About two weeks ago, we posted a video on our “Science It” Facebook page inviting our Facebook friends to identify the object which was posted. Over the weekend, we revealed what the object is, and invited guesses on what the object demonstrates. Have you figured it out?
Well, as mentioned in our post over the weekend, the object in the video is actually the “Riding on Square Wheels” exhibit located at the Mathematics: Everywhere & Everyday exhibition, Science Centre Singapore.
Look at the video again and observe the rolling action of the square wheels against the tracks. What did you observe?
The tracks are shaped as upside-down catenaries of a specific perimeter (size and curvature) to match the sides of the square. The vehicle “rolls” smoothly (without bobbing up and down) as the straight edges of the square wheels remain in full contact without slipping on these inverted catenaries. This can also be applied elsewhere such as in robotics or machines. Where do you think this can be applied?

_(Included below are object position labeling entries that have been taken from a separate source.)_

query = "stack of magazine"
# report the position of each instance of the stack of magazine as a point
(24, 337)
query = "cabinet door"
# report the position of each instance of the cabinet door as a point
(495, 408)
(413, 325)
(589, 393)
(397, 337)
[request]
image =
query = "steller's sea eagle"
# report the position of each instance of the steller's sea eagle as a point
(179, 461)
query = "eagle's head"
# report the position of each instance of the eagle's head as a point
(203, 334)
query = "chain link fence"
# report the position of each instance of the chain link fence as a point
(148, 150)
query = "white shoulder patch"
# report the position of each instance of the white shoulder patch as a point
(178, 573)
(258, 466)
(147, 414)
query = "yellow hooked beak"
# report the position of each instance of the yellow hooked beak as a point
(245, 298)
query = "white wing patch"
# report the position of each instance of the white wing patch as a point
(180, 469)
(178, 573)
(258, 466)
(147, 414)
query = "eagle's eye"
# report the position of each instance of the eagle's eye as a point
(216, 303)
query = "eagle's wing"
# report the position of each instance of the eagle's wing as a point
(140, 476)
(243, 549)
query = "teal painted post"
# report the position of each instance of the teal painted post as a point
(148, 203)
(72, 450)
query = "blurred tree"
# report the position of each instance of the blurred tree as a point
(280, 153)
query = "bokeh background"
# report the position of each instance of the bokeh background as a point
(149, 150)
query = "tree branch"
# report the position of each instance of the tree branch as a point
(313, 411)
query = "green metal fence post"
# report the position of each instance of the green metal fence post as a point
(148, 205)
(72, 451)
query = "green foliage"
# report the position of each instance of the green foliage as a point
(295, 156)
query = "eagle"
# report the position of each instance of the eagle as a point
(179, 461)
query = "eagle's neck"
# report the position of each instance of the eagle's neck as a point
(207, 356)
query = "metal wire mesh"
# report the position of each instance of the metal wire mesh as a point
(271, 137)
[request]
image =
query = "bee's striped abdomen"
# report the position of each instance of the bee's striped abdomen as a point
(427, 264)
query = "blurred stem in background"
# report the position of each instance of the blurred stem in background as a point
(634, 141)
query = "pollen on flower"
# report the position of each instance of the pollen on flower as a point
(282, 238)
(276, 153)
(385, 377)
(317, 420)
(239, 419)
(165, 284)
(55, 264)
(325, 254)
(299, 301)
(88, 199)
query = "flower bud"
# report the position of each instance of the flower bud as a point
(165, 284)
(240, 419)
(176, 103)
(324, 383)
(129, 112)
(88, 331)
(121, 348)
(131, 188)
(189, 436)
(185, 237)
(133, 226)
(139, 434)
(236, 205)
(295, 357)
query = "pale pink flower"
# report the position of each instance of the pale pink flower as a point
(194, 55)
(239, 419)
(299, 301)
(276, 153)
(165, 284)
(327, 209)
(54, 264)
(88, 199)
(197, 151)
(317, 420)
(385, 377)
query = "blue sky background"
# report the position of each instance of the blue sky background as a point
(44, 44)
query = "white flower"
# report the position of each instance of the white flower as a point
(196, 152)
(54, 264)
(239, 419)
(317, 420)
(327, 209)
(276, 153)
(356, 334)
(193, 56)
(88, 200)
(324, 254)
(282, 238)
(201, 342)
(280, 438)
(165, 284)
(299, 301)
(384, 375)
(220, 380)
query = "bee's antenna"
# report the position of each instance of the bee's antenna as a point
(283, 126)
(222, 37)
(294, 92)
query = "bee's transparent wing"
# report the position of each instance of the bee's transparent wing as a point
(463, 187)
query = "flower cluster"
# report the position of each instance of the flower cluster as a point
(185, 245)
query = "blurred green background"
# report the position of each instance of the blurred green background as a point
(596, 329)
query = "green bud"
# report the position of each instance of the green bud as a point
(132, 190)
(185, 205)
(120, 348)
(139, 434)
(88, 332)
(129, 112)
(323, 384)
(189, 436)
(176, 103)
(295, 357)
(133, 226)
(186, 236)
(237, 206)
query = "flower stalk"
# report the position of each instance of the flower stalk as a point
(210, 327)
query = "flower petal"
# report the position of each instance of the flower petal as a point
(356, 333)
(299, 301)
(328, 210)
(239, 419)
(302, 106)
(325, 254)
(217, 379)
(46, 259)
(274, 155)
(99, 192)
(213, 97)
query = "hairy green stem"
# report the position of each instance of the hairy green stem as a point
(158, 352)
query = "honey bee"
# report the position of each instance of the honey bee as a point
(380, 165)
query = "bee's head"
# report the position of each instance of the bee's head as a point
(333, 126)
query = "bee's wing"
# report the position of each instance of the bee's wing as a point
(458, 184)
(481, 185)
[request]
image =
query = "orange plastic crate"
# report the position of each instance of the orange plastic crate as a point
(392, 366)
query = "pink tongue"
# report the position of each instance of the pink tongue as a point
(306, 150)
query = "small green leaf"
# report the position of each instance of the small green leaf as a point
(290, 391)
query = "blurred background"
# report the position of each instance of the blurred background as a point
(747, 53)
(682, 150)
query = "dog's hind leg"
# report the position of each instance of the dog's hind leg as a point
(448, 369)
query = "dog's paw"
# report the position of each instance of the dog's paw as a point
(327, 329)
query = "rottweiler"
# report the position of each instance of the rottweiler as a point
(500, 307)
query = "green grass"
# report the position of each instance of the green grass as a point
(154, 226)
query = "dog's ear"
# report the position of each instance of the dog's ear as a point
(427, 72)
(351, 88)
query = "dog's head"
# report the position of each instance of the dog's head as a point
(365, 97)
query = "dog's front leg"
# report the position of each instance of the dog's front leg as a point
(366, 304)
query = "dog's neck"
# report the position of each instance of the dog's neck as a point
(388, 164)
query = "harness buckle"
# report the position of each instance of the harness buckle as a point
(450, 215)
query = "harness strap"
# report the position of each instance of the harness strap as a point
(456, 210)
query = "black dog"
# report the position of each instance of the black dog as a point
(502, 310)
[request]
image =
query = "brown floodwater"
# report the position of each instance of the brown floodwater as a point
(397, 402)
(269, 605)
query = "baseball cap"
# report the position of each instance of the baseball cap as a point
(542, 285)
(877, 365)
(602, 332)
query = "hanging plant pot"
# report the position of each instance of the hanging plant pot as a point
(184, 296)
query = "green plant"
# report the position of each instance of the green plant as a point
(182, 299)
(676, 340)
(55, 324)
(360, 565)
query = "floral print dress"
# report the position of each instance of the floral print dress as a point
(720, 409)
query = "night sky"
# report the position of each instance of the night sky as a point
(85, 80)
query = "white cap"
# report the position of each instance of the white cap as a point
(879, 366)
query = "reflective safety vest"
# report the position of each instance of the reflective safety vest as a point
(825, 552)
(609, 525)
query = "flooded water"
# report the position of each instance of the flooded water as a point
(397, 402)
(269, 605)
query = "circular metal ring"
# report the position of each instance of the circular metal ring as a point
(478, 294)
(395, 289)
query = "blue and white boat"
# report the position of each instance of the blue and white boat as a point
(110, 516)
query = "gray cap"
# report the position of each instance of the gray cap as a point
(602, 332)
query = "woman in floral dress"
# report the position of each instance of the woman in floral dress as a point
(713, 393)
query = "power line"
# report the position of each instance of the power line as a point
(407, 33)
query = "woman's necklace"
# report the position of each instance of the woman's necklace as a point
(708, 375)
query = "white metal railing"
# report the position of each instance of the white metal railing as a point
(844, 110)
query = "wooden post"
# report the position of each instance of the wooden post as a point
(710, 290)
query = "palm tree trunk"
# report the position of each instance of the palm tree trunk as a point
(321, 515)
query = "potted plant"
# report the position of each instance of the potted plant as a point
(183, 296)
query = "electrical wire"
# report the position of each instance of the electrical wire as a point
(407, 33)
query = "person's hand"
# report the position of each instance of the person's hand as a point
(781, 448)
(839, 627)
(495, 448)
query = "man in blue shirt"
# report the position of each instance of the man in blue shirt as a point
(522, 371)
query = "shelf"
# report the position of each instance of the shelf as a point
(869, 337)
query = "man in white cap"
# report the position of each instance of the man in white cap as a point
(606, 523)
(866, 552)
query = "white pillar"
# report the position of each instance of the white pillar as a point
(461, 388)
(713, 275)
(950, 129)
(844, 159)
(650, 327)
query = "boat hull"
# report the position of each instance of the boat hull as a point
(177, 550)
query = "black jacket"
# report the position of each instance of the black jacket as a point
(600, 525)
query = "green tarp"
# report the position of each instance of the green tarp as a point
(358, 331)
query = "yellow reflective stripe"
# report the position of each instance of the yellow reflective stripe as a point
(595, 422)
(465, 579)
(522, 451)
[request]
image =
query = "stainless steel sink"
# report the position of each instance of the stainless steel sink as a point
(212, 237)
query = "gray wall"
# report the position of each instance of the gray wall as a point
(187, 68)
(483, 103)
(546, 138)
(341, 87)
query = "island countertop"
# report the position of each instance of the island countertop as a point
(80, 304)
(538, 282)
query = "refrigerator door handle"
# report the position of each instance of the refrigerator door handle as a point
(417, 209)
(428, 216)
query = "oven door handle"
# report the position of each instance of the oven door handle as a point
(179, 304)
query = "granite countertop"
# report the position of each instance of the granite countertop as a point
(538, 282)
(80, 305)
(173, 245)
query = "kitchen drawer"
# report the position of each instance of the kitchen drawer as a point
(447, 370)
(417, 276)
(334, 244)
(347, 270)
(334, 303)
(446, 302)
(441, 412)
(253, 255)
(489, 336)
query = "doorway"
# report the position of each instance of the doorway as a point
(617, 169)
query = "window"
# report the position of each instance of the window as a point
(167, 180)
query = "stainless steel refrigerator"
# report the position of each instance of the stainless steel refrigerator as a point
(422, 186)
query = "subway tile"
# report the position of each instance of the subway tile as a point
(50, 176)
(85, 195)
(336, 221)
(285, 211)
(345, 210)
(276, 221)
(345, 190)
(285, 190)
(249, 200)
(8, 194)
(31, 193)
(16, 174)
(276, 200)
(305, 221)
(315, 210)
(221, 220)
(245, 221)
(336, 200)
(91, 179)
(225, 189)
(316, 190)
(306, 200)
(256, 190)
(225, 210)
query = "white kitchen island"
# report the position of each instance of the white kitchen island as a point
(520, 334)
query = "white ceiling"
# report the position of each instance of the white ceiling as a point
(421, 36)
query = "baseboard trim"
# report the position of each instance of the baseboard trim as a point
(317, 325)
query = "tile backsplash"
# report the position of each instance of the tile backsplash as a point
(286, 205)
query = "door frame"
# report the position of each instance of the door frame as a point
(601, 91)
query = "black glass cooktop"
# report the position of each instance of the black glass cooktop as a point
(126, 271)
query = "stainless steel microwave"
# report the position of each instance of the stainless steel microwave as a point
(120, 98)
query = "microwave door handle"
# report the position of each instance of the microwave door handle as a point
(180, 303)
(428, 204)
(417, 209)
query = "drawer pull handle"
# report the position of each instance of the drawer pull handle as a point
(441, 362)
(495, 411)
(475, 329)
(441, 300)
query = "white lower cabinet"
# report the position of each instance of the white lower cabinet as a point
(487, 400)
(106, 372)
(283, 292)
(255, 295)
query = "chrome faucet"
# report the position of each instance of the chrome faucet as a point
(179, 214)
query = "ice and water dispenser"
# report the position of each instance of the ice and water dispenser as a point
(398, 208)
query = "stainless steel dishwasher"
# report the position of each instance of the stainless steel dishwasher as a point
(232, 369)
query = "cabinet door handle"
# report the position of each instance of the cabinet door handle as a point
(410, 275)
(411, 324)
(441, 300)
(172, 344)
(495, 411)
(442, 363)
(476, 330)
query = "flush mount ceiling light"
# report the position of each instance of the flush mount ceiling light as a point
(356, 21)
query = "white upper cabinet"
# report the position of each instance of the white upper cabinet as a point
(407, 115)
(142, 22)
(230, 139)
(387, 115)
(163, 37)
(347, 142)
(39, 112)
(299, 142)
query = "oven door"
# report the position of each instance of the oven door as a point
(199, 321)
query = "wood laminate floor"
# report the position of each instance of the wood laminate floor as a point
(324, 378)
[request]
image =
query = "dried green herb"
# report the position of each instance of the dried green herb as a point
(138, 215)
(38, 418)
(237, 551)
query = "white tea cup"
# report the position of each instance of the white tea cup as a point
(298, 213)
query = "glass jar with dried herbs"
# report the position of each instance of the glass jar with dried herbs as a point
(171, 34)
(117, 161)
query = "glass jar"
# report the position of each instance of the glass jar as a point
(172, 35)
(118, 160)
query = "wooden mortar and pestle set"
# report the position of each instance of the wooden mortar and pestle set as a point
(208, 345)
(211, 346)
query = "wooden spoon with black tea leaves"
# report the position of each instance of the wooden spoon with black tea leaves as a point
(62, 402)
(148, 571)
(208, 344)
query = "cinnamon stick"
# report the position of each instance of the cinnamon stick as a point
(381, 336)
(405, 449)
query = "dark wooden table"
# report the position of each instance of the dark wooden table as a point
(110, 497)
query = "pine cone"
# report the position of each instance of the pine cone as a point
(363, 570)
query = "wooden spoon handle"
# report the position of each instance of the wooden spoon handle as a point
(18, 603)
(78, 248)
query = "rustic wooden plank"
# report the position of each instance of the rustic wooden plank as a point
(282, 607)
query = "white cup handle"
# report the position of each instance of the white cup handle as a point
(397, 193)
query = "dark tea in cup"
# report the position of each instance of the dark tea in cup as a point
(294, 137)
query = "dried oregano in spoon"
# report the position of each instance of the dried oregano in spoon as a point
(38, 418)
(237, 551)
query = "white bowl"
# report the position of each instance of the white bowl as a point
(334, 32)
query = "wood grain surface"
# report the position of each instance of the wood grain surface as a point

Like the “Riding on Square Wheels” exhibit, there are many interesting exhibits in the Mathematics exhibition. Many of you will probably remember some of the exhibits from young. However, the Mathematics exhibition will now be phased out by 14 July (Monday) in preparation of an upcoming exciting exhibition. If you like the Mathematics exhibition, do come by and take a look at it again before it closes down.